How this skill works

It uses a Zod-based, Drizzle-like schema API to declare typed environment shapes, including server-only, public, and feature-flag fields, and either-or constraints. The skill includes tooling to sync and manage variables with the Vercel CLI, load local overrides during development, and run validation at server start and before builds to surface missing or invalid values with clear errors.

When to use it

  • When you need type-safe runtime access to environment variables in a TypeScript app.
  • When deploying to Vercel and you want a repeatable sync and dev workflow for env vars.
  • When you want to catch misconfigured or missing env vars before runtime or during CI builds.
  • When you require client-side protection for secret values and explicit public variable handling.
  • When implementing feature flags or conditional either-or configuration constraints.

Best practices

  • Declare a single schema for all env variables with explicit server/public annotations.
  • Validate env vars on server start and add a prebuild validation step in CI to fail fast.
  • Keep local .env overrides only for development and sync canonical values to Vercel via CLI.
  • Use either-or constraints for mutually exclusive settings and document fallback rules.
  • Expose only whitelisted public variables to the client and treat others as server-only secrets.

Example use cases

  • A Next.js + TypeScript app that validates API keys and database URLs at startup and fails CI builds early when missing.
  • A Vercel-deployed service where env vars are managed via the Vercel CLI and local development uses safe overrides.
  • Feature-flag driven releases where flags are validated and typed, preventing accidental client exposure.
  • A monorepo with multiple services sharing a unified env schema and per-service overrides.
  • Prebuild scripts that run env validation to prevent broken production builds due to invalid configuration.

FAQ

How does this prevent secrets from leaking to the client?
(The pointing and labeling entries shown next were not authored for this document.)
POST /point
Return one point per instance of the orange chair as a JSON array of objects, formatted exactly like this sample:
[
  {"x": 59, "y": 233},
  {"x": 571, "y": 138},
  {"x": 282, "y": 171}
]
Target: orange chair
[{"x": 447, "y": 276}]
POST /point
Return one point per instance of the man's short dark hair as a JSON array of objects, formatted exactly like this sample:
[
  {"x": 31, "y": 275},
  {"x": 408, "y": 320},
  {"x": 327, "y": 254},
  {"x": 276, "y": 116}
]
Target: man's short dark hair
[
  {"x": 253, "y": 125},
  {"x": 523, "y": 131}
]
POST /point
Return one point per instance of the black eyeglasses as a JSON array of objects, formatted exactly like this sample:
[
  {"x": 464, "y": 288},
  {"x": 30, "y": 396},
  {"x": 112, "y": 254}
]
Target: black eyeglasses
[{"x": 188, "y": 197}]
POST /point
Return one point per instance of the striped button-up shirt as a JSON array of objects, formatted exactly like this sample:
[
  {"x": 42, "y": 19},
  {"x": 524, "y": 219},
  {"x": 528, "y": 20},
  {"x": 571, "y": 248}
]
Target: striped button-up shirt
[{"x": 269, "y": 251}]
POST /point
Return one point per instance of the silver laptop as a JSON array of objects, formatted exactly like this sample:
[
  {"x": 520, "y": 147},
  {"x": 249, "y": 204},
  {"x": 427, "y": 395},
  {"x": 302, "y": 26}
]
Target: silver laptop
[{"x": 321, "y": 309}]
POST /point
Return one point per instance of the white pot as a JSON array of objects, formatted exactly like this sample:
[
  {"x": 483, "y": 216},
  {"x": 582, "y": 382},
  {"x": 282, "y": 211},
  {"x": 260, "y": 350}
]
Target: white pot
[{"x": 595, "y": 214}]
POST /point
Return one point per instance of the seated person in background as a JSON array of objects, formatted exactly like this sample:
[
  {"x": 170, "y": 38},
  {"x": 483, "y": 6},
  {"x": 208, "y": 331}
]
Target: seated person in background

The schema explicitly marks variables as server-only or public. Only fields marked public are exposed to client bundles, and tooling enforces that server-only values are never included in client-side builds.

Can I run validation during CI and local dev?

Yes. Validation runs at server start and can be added as a prebuild step in CI. Local development can use safe .env overrides while still validating against the canonical schema.